Women's IPL
source: BCCI

In 2023, women’s cricket in India, and perhaps the rest of the globe, is transitioning. We were all there when the IPL began, and it still continues to grow strong today, taking the sport to new heights. As evidence of the BCCI’s strong commitment to women’s cricket in India, the Shafali Verma-led India Under-19 squad won the Junior T20 World Cup. Additionally, BCCI chose an equal pay strategy that inspires and pushes the players.

India’s women’s cricket is expected to make history in 2023 after the BCCI launched a five-team Women’s IPL, three of which were IPL sides. The famous franchises Mumbai Indians, Delhi Capitals, and Royal Challengers Bangalore were the renowned ones. And Gujarat Giants and UP Warriorz were two new teams that competed in the first Women’s IPL.

Mumbai Indians – The Winners of Inaugural WPL

Harmanpreet Kaur-led Mumbai Indians, which is also one of the most successful franchises in the men’s IPL, won the first edition of the WPL. And finally, Harman has a trophy under her belt, not the international one though, but this will be nothing but a boost for the Indian Captain.

When it comes to the blue and gold, they have always relied on the Caribbeans and the Kiwis for their success, and now in the Women’s IPL as well, with Haley Matthews and Amelia Kerr, they have done it, again. Saika Ishaque and Nat Sciver-Brunt, two exceptional players, stuck out throughout the entire season and carried the Mumbai Indians from start to finish.

The MI squad defeated the Meg Lanning-led Delhi Capitals in the final match by a margin of seven wickets taking the trophy home.

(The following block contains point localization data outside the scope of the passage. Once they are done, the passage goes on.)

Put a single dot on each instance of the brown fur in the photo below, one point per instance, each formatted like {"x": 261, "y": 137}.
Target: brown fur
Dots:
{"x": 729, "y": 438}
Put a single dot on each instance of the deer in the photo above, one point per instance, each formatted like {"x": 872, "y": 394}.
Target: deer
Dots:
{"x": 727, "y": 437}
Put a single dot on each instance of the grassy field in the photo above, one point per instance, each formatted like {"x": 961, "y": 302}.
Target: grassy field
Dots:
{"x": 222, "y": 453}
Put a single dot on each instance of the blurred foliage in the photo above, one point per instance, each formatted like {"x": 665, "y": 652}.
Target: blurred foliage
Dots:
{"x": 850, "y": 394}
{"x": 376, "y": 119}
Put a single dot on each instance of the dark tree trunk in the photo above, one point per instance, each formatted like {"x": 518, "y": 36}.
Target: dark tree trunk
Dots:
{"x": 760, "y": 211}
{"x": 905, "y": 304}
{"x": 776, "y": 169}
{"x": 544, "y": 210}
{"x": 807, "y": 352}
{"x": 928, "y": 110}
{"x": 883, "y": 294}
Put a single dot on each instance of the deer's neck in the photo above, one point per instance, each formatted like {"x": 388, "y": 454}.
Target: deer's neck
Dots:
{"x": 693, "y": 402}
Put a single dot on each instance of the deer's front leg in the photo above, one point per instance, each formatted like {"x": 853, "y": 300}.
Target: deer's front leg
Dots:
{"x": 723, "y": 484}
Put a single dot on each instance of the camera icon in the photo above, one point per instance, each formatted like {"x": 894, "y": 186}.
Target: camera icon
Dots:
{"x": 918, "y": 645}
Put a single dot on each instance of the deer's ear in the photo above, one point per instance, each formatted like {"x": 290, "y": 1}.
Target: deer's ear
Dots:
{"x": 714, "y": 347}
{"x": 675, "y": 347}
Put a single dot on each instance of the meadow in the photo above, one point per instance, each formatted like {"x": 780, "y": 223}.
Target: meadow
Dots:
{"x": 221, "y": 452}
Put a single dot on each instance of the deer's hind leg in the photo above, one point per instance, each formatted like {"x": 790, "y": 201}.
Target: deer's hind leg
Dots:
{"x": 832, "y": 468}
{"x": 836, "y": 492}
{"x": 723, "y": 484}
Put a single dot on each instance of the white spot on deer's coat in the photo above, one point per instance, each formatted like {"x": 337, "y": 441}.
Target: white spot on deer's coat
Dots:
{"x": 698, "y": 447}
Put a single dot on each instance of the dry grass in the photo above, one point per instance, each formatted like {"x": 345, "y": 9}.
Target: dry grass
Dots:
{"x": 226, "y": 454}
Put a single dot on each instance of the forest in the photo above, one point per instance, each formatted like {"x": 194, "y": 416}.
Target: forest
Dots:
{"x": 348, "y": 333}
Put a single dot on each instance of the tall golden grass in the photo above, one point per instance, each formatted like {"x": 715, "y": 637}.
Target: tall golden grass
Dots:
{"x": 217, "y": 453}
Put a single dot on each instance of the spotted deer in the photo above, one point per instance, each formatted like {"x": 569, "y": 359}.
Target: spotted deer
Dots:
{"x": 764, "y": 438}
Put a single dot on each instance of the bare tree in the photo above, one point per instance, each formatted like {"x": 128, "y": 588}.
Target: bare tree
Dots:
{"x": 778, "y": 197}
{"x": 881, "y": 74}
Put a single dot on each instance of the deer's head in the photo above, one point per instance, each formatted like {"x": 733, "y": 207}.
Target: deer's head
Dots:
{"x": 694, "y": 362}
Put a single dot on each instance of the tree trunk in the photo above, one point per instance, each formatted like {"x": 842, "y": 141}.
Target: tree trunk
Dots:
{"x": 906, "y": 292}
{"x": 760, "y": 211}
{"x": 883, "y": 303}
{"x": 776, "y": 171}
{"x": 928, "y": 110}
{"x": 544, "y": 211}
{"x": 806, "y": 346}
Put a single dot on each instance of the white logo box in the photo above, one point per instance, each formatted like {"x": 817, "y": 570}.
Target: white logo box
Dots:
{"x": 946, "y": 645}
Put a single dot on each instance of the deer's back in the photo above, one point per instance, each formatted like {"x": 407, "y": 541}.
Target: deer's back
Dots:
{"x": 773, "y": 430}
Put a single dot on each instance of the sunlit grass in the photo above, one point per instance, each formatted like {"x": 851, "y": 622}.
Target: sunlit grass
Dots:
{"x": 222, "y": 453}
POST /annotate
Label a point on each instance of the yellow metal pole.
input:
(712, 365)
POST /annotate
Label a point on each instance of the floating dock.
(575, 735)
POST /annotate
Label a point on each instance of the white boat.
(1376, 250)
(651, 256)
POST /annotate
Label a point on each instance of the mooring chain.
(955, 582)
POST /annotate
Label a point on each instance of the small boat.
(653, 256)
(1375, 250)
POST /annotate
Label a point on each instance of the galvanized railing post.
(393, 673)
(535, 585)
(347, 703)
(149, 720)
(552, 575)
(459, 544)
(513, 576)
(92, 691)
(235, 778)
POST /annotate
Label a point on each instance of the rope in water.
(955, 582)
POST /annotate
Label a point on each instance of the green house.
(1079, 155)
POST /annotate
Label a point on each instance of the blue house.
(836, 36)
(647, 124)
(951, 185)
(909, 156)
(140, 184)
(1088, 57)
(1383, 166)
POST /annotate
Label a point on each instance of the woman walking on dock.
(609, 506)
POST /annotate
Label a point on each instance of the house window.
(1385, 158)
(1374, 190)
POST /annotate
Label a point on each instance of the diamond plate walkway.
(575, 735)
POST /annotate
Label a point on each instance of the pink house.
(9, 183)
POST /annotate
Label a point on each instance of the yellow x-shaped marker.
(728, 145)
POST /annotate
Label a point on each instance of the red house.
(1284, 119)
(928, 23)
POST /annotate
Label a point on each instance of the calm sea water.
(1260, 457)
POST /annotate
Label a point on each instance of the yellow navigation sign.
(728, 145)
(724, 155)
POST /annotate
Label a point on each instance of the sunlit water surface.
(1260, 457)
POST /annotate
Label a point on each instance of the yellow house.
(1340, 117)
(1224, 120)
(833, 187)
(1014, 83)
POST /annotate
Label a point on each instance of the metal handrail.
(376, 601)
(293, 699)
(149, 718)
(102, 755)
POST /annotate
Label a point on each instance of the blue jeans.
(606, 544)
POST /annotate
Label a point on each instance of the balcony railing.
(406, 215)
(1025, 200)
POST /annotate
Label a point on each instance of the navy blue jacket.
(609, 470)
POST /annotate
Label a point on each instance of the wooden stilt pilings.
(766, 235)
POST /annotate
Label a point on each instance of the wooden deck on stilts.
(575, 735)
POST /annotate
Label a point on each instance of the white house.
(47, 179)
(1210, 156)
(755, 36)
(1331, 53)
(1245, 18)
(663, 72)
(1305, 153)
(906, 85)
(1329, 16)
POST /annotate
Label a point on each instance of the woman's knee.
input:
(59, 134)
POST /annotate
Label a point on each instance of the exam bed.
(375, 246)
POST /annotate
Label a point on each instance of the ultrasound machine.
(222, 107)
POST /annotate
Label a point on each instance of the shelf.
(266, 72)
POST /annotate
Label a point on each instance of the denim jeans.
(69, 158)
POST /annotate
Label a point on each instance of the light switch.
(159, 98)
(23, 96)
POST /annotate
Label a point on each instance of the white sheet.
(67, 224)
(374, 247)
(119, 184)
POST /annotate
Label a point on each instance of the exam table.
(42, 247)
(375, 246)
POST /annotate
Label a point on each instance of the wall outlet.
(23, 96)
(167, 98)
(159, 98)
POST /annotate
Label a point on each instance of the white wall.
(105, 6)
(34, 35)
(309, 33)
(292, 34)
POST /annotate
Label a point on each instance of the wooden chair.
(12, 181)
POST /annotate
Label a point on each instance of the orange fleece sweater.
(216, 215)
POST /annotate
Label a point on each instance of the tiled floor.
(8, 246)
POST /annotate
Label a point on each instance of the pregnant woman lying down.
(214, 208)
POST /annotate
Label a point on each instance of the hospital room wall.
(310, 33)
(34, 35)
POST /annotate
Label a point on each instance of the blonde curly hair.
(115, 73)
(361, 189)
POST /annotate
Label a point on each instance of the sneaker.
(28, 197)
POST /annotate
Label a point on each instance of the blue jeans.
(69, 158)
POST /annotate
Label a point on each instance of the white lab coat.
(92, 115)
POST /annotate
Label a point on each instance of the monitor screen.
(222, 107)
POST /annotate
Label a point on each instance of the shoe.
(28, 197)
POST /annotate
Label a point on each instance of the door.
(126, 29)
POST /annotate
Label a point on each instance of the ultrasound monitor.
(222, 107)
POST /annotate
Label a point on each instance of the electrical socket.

Royal Challengers Bangalore- The Unluckiest, Again

The team lost the first five games despite having players like Smriti Mandhana, Ellyse Perry, Sophie Devine, Heather Knight, Richa Ghosh, Megan Schutt, and Renuka Singh.

RCB captain Smriti Mandhana had a disappointing tournament, scoring just 149 runs in eight games, with a highest score of 37. Sophie Devine, on the other hand, had a fantastic season and scored a total of 266 runs, with a top score of 99. Shreyanka Patil, who was excellent at batting down the order and scoring those ferocious runs, will also be the one to look out for in the future.

The women in red ended up winning just two out of the eight games and were not able to qualify for the knockout stage.

Delhi Capitals got the Lanning-luck

Meg Lanning, the most successful captain of the shortest format in history, led the capitals. She nearly did it for the DC as well. But Harmanpreet, on the other side, defeated Meg Lanning to win her first final of this Women’s IPL against the Australian captain, but not an international one.

Meg Lanning had the best scoring average in the competition, averaging nearly 50 runs in just nine games and scoring 345 runs. The other talents of the Capitals who seized the chance were Shafali Verma, Jemimah Rodrigues, and Alice Capsey. Not to forget Tara Norris’ fifer against RCB and Marizanne Kapp’s against Gujarat Giants.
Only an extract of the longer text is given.